Aging is considered to be a physiological process of change which starts from birth and continues until death. The World Health Organization accepts the age of 65 and over as the period of agedness in chronological terms (World Health Report 1998). In the present day, problems related to the aged and the aging periods have started to occupy the world countries’ agenda more and more (Yılmaz, & Zeyneloğlu, S. 2012.). For, along with the fall in birth rates, improvement in nutrition conditions, development in basic health services and the control of contagious diseases since the beginning of the 20th century the number of people who have reached old age has been gradually increasing (George, Branch, & Harris 2005.). As a consequence of this, in the 21st century countries are at risk of high population aging and the accompanying problems.
The idea of aging is feared by many because older adults often are ignored. It is believed that the reality of ageing and death often is denied because people secretly cherish a belief in their own immortality. Ageing threatens the ideology of rugged independence, and many people regard growing older as something that happens to other people and not to them. Yet ageism permeates all areas of society. How we view the older people of our society in America is unique. The thought of changing our current lives and aging frightens us. We fear getting old, from face-lifts and tummy tucks, to ageless makeup, we work tirelessly to set the clock back. Everything from our TV shows to our movies and music display a growing need for youthfulness, a fear or aging and death. This is so very different from many other cultures around the world, who respect their elders, viewing them as the basis of wisdom of the years gone by.
Ageism and age discrimination in the National Health Service is very likely to reflect ageism and age discrimination in society at large. There is evidence of direct and indirect age discrimination in the provision of some services, although in many cases the evidence is not clear‐cut. A different pattern of treatment for patients of different ages does not, in itself, necessarily imply discrimination on the basis of age. Variations in the treatment of patients of different ages may be confounded by the presence of more than one condition (co‐morbidity), frailty, treatment with more than one type of medication (polypharmacy) and the efficacy of a particular treatment at different ages.

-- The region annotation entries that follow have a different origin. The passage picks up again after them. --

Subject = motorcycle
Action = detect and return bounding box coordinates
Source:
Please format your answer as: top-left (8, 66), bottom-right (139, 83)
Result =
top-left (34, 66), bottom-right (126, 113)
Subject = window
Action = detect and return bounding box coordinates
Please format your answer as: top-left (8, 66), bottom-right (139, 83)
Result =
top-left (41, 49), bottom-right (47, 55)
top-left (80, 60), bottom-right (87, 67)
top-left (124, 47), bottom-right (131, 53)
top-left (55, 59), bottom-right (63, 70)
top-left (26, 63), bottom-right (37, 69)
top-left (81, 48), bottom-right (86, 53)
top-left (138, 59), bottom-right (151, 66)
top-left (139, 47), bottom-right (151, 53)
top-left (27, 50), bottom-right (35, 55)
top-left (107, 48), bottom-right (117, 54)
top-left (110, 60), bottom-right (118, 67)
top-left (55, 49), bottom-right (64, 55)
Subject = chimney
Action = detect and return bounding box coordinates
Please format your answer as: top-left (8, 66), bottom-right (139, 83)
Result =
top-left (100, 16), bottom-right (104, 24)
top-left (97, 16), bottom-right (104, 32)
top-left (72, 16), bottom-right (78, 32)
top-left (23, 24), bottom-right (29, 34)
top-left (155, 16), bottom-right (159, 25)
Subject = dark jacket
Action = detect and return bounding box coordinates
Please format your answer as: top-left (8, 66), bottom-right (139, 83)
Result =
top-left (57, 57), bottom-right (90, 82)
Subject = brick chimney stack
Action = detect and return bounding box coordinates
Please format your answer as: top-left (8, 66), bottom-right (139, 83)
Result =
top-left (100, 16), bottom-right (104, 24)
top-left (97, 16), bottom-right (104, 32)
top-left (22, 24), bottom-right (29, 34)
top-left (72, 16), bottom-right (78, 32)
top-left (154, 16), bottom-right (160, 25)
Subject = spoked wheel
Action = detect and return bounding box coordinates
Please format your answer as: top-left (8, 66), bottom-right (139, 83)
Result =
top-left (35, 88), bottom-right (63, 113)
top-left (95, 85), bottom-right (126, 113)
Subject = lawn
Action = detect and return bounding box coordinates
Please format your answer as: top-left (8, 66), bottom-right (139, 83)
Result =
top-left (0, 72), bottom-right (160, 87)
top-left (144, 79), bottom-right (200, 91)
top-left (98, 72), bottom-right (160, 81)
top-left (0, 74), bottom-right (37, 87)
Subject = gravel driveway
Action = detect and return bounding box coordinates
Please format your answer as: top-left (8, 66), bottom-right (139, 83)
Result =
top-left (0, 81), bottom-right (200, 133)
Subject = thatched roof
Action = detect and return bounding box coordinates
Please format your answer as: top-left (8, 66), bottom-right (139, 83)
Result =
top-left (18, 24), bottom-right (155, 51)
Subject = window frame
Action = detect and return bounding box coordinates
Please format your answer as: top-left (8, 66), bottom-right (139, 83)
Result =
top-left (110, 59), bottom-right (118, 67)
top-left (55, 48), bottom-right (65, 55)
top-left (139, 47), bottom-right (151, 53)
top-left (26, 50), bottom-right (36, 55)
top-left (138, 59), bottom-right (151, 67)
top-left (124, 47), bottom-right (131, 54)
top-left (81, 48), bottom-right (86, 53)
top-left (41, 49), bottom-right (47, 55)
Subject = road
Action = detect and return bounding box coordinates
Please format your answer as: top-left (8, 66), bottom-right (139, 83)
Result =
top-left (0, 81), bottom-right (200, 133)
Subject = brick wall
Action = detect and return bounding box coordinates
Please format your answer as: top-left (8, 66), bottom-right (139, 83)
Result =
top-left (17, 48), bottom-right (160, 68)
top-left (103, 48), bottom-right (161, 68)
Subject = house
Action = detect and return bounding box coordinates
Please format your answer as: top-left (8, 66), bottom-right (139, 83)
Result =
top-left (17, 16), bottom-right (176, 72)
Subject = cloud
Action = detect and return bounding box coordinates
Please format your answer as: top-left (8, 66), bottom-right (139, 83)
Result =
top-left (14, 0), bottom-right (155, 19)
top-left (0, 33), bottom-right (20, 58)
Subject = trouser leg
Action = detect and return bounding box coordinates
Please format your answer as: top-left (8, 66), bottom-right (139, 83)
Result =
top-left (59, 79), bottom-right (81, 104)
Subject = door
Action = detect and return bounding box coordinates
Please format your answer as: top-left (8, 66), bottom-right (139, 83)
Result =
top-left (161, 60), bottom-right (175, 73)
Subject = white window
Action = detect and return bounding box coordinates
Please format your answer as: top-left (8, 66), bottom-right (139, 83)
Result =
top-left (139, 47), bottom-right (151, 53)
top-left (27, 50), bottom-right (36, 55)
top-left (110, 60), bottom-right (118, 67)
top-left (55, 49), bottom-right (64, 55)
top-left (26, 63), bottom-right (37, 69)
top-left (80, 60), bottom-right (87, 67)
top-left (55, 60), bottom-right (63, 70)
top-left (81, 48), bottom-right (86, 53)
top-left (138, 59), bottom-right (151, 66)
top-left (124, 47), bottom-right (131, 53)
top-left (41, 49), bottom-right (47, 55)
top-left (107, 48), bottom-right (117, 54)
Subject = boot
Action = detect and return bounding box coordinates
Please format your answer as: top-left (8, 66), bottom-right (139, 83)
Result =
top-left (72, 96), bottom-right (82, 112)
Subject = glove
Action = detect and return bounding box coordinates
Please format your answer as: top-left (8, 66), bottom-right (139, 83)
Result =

Ageism is a type of discrimination that involves prejudice against people based upon their age. Similar to racism and sexism, ageism involves holding negative stereotypes about people of different ages. The term ageism was first used by gerontologist Robert N. Butler to describe the discrimination of older adults (Yılmaz, & Zeyneloğlu, S. 2012.). Today, the tern is often applied to any type of age-based discrimination, whether it involves prejudice against children, teenagers, adults or senior-citizens.
Ageism is a multidimensional term covering actions like different attitudes, prejudices and behavior towards an individual due to one’s age only. Aging is viewed as a process of deterioration in all fields of life such as: productivity, efficiency, individualism, and freedom by members of society. The age of a patient can and should be used to inform the clinician of the most appropriate treatment so that each person can be treated in the most beneficial way. Being more or less generous to a patient simply on the basis of their age is as unacceptable as is the allocation of treatment simply on the basis of their social role.